In this another server, check if import ssl works. It should work.
If it works, then try to find the _ssl lilbrary as follows:
[root#myserver]# find / -iname _ssl.so
/usr/local/python27/lib/python2.7/lib-dynload/_ssl.so
Copy this file into the original server. Use the same destination folder:
/usr/local/python27/lib/python2.7/lib-dynload/
Double check owner and permissions:
[root#myserver]# chown root:root _ssl.so
[root#myserver]# chmod 755 _ssl.so
Now you should be able to import ssl.
This worked for me in a CentOS 6.3 x86_64 environment with python 2.7.3. Also I had python 2.6.6 installed, but with ssl working fine.
The underscore usually means a C module (i.e. DLL), and Python can't find it. Did you build python yourself? If so, you need to include SSL support.

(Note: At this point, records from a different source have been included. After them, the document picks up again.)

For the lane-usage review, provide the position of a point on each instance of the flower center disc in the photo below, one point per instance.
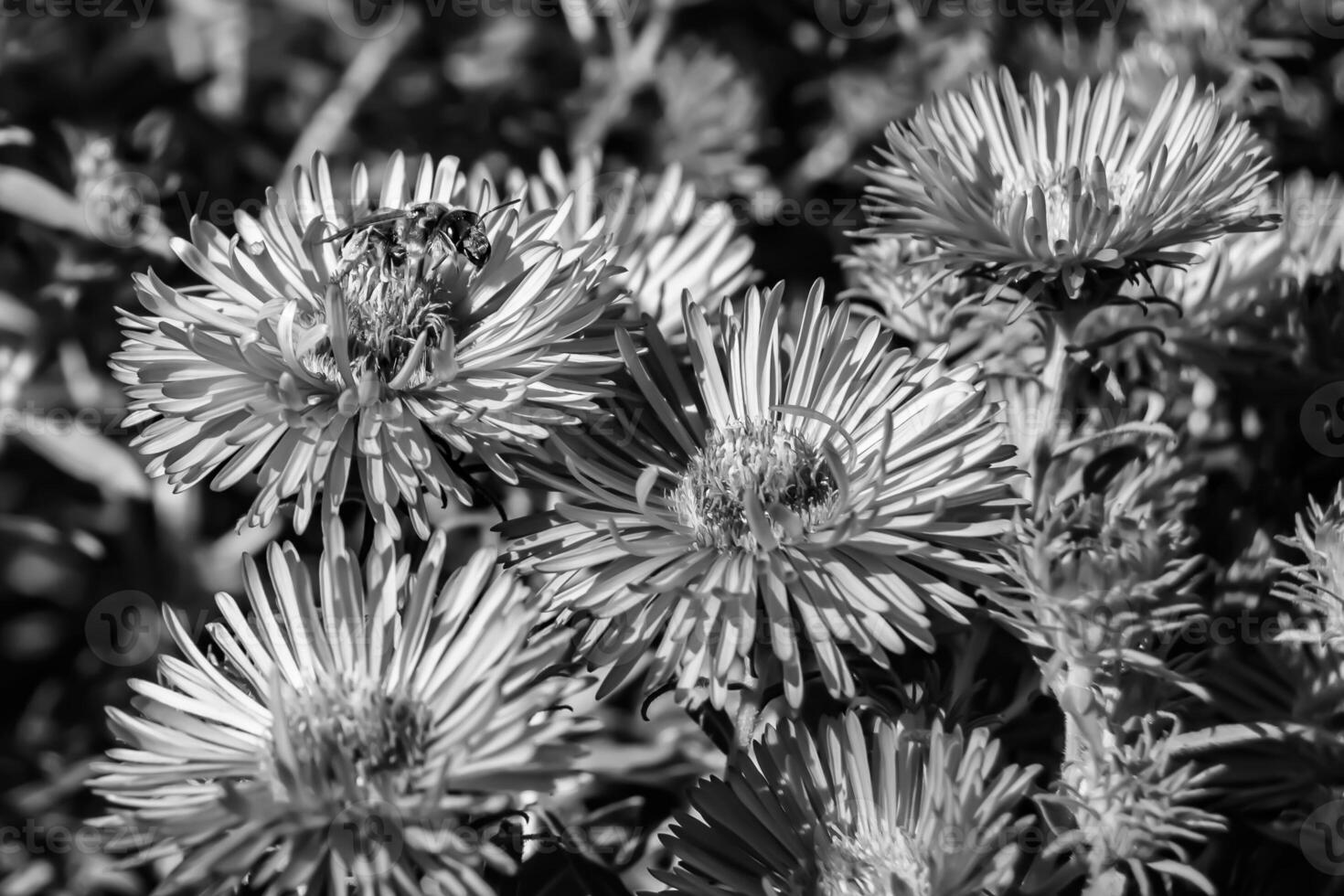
(371, 731)
(883, 865)
(783, 470)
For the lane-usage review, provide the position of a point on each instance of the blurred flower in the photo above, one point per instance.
(711, 120)
(305, 355)
(847, 486)
(1057, 186)
(1132, 809)
(1214, 42)
(357, 726)
(878, 807)
(925, 306)
(1232, 312)
(1316, 587)
(915, 301)
(666, 237)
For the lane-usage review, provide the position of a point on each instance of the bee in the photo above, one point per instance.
(408, 234)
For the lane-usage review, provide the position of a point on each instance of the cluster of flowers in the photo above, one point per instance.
(752, 500)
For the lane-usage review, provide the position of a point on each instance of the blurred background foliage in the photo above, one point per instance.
(119, 123)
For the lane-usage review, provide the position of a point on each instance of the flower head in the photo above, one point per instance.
(846, 485)
(863, 809)
(666, 237)
(1060, 185)
(355, 727)
(1135, 807)
(315, 347)
(1316, 587)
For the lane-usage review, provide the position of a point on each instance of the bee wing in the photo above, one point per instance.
(380, 218)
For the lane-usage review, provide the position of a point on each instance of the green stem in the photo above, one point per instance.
(1052, 382)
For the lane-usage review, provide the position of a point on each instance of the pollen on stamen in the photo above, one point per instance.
(887, 864)
(780, 468)
(1063, 191)
(377, 732)
(388, 308)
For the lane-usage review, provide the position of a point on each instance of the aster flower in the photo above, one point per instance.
(1316, 587)
(847, 486)
(1104, 577)
(667, 238)
(1133, 809)
(304, 357)
(1051, 187)
(863, 807)
(352, 729)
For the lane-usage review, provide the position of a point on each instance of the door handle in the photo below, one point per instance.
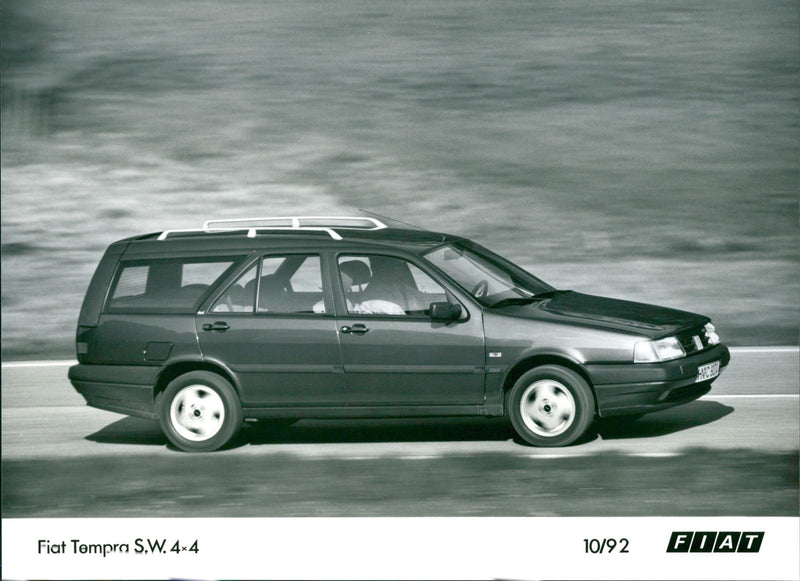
(357, 329)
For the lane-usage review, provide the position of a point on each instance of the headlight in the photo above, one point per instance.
(711, 334)
(655, 351)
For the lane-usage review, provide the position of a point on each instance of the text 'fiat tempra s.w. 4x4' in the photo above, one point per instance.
(280, 319)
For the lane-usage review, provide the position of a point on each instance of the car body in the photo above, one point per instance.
(280, 319)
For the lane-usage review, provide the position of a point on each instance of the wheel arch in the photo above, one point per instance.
(528, 363)
(178, 368)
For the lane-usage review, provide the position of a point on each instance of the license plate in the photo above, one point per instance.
(707, 371)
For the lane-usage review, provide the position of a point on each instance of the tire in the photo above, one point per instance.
(199, 411)
(550, 406)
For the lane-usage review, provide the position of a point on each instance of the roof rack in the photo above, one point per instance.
(306, 223)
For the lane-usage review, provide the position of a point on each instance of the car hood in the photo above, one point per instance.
(627, 316)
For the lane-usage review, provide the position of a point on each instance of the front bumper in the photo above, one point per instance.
(636, 388)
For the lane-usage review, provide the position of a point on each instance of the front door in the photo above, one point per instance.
(273, 327)
(393, 353)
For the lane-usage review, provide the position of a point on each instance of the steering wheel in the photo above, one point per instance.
(480, 289)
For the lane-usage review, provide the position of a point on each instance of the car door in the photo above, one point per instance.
(393, 352)
(274, 328)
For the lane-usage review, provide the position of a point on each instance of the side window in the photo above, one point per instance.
(165, 286)
(290, 285)
(384, 285)
(240, 297)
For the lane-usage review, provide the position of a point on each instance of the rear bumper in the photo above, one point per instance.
(118, 388)
(642, 388)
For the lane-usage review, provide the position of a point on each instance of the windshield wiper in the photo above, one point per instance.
(526, 300)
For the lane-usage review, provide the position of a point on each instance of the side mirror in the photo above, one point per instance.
(445, 311)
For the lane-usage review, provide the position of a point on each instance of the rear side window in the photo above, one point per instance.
(165, 286)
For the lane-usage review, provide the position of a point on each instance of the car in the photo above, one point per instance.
(283, 319)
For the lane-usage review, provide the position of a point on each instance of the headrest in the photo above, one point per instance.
(356, 270)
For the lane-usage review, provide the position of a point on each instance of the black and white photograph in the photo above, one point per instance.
(428, 289)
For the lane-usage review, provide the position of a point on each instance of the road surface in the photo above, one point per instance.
(754, 404)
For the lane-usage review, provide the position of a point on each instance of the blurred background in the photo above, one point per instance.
(642, 150)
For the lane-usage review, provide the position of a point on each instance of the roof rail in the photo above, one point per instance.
(350, 222)
(306, 223)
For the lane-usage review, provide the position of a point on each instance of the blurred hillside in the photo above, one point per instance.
(641, 150)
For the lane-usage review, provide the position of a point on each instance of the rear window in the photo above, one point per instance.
(166, 286)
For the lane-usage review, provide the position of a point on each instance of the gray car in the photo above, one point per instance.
(281, 319)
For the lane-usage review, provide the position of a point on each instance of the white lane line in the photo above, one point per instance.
(62, 363)
(783, 349)
(740, 350)
(653, 454)
(748, 396)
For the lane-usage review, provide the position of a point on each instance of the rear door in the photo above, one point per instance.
(273, 327)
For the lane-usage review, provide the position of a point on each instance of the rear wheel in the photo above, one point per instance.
(550, 405)
(199, 411)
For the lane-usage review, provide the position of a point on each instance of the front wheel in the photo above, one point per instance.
(199, 411)
(550, 405)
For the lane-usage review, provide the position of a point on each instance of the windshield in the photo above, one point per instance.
(489, 278)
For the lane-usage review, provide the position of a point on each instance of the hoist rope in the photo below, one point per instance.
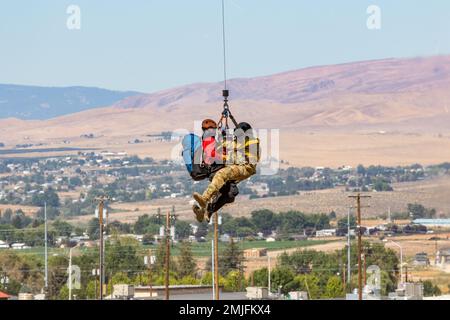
(224, 46)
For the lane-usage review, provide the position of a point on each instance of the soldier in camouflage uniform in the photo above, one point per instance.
(242, 165)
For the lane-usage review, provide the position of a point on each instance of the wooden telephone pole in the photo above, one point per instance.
(101, 203)
(359, 233)
(216, 256)
(150, 272)
(167, 267)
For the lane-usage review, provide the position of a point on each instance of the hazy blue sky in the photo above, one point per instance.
(149, 45)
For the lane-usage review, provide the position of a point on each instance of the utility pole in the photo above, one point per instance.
(268, 273)
(406, 274)
(167, 266)
(212, 269)
(365, 270)
(101, 203)
(150, 272)
(216, 255)
(349, 266)
(70, 273)
(46, 248)
(344, 281)
(359, 233)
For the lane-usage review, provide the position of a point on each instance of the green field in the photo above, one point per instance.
(202, 249)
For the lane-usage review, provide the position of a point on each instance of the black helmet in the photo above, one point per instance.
(244, 126)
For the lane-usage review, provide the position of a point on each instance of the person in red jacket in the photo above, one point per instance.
(212, 160)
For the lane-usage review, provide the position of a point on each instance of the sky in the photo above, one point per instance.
(150, 45)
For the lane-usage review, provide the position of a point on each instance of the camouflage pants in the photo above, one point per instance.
(235, 172)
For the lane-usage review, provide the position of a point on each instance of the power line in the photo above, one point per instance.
(224, 46)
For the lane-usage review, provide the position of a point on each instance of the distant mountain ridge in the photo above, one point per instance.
(39, 103)
(409, 95)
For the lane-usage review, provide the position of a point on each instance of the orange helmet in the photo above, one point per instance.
(209, 124)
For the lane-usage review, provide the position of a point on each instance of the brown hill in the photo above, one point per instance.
(394, 95)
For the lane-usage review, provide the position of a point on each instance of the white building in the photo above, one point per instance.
(326, 233)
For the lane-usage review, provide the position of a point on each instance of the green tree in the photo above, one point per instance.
(62, 228)
(232, 258)
(280, 277)
(264, 220)
(334, 288)
(93, 229)
(182, 229)
(186, 262)
(430, 289)
(121, 255)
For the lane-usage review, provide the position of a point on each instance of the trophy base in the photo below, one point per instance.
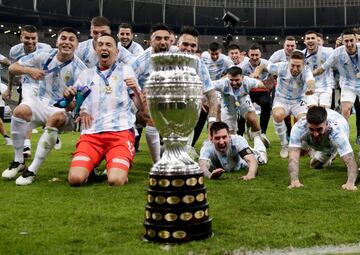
(177, 210)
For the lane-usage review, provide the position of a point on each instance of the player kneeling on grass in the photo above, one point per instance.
(225, 153)
(327, 133)
(106, 116)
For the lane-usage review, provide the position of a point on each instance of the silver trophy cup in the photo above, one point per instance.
(177, 208)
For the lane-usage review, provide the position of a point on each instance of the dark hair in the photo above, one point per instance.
(126, 25)
(159, 26)
(29, 29)
(311, 32)
(297, 55)
(234, 71)
(214, 46)
(234, 47)
(216, 126)
(290, 38)
(254, 46)
(69, 30)
(100, 21)
(316, 115)
(189, 31)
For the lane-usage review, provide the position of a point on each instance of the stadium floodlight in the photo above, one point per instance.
(230, 19)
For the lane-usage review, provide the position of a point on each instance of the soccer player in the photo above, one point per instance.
(107, 117)
(159, 42)
(327, 133)
(314, 56)
(259, 95)
(54, 71)
(236, 55)
(126, 36)
(86, 50)
(346, 60)
(188, 42)
(235, 100)
(225, 153)
(29, 43)
(283, 55)
(293, 82)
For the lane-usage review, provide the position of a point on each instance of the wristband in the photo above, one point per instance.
(211, 119)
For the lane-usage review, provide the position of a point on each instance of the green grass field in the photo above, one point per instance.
(50, 217)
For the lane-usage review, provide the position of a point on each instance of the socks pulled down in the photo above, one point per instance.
(45, 144)
(153, 141)
(280, 130)
(19, 128)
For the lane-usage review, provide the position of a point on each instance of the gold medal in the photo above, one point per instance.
(188, 199)
(173, 200)
(164, 182)
(170, 217)
(177, 182)
(199, 214)
(164, 234)
(108, 89)
(186, 216)
(151, 233)
(179, 234)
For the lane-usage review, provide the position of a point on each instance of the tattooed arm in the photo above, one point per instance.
(293, 168)
(352, 171)
(205, 166)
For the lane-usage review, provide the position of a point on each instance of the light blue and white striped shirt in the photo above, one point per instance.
(218, 67)
(336, 137)
(86, 52)
(51, 88)
(347, 67)
(324, 82)
(289, 87)
(109, 111)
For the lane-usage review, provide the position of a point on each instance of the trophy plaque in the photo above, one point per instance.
(177, 209)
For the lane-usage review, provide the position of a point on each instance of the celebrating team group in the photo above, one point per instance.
(99, 84)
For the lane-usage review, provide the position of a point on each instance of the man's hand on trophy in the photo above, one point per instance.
(216, 173)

I am writing this solution for those who are still facing such issue and cant find the solution.
in my case, I am using
shared hosting (Cpanel Access) Linux CentOS.
I was facing this issue
No module named '_ssl'
I tried for all possible solutions but as you know sometimes things don't work for you and in hosting you don't have access to fully root and run queries.
even my hosting provider did for me.. but NO GOOD RESULT.
so how I solved if you are using shared hosting and you have deployed your Django App using
Setup Python App
You only have to downgrade your Python Version, I downgraded from
Python 3.7.3
(As Python 3.7 does not have SSL module in it)
To
Python 3.6.8
through Setup Python App.
Hope it will be helpful for someone with the same issue,
Either install the supplementary packages for python-ssl using your package manager or
recompile Python using -with-ssl (requires OpenSSL headers/libs installed).
On Solaris 11, I had to modify setup.py to include /opt/csw/include/openssl in the SSL include search path.